Confluence: A Robust Non-IoU Alternative to Non-Maxima Suppression in Object Detection

January 2021

tl;dr: Confluence is a confidence weighted Manhattan distance inspired proximity measure. It is an alternative to NMS in post-processing and requires no change the neural network.

Overall impression

There largely exists two methods of NMS, IoU based NMS (as in RetinaNet and FCOS) and center location based (as in CenterNet). Confluence uses the heavy cluster of bounding boxes as an indicator of the presence of an object.

Confluence does not select the best bbox by cls conf scores, nor it uses IoU to suppress others. NMS suffers from a hard-coded arbitrary IoU threshold. Center-distance based NMS such as the maxpooling used in CenterNet also has this issue.

Confluence is more robust to highly occluded scenes. Gains in recall are much higher than mAP.

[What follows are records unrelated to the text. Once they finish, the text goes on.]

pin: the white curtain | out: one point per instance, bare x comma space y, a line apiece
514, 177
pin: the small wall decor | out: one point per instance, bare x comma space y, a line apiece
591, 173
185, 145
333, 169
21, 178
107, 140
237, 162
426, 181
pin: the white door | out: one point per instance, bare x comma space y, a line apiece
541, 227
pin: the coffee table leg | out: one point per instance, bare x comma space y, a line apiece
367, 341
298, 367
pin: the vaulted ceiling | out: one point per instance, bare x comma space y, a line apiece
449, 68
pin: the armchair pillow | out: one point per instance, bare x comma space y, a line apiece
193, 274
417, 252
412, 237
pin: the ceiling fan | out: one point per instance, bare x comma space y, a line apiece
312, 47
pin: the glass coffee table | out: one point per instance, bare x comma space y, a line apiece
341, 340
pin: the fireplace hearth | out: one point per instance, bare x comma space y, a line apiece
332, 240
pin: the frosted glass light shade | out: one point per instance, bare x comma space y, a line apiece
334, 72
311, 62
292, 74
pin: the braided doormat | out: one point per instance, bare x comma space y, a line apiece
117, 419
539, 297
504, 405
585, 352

Unfortunately the paper is poorly written, with confusing notations and abuse of terminology (proximity, confluence). The pseudo-code is not helping at all. We really need to wait for the github implementation to understand the details. For example, the WP is not even mentioned in the pseudo-code. And how confluence is updated with more proximity is not clear.

Key ideas

Confluence embraces the tendency for dense object detectors to return numerous bbox within the RoI. Confluence finds clusters of bboxes. –> This is caused by the many-to-one label assignment and lack of classification cost in assignment. See DeFCN and OneNet.
Two steps:
- retaining: pick box with lowest (best) confluence score.
- removal: bbox within close proximity (with a thresh) of the bbox.

Technical details

My understanding of the pseudo-code:
- For each pair, calculate the Manhattan Distance. This is called Proximity.
- For a given box, calculate weighted average of all proximity < 2, weighted by cls conf score. This is called Confluence.
- Find lowest confluence score, retain it, and remove all other box with proximity < threshold.
- Repeat the 3rd step.
The illustration in Fig. 4 and 5 are just for visualization of the concept. The proximity is calculated wrt a random bbox. This is not used in the algorithm.

Notes

Review on 知乎
Both confluence score and proximity score is the lower the better. This is a bit confusing. It would be better to define confluence score in a way that it is the higher the better, and the higher the lower proximity score is.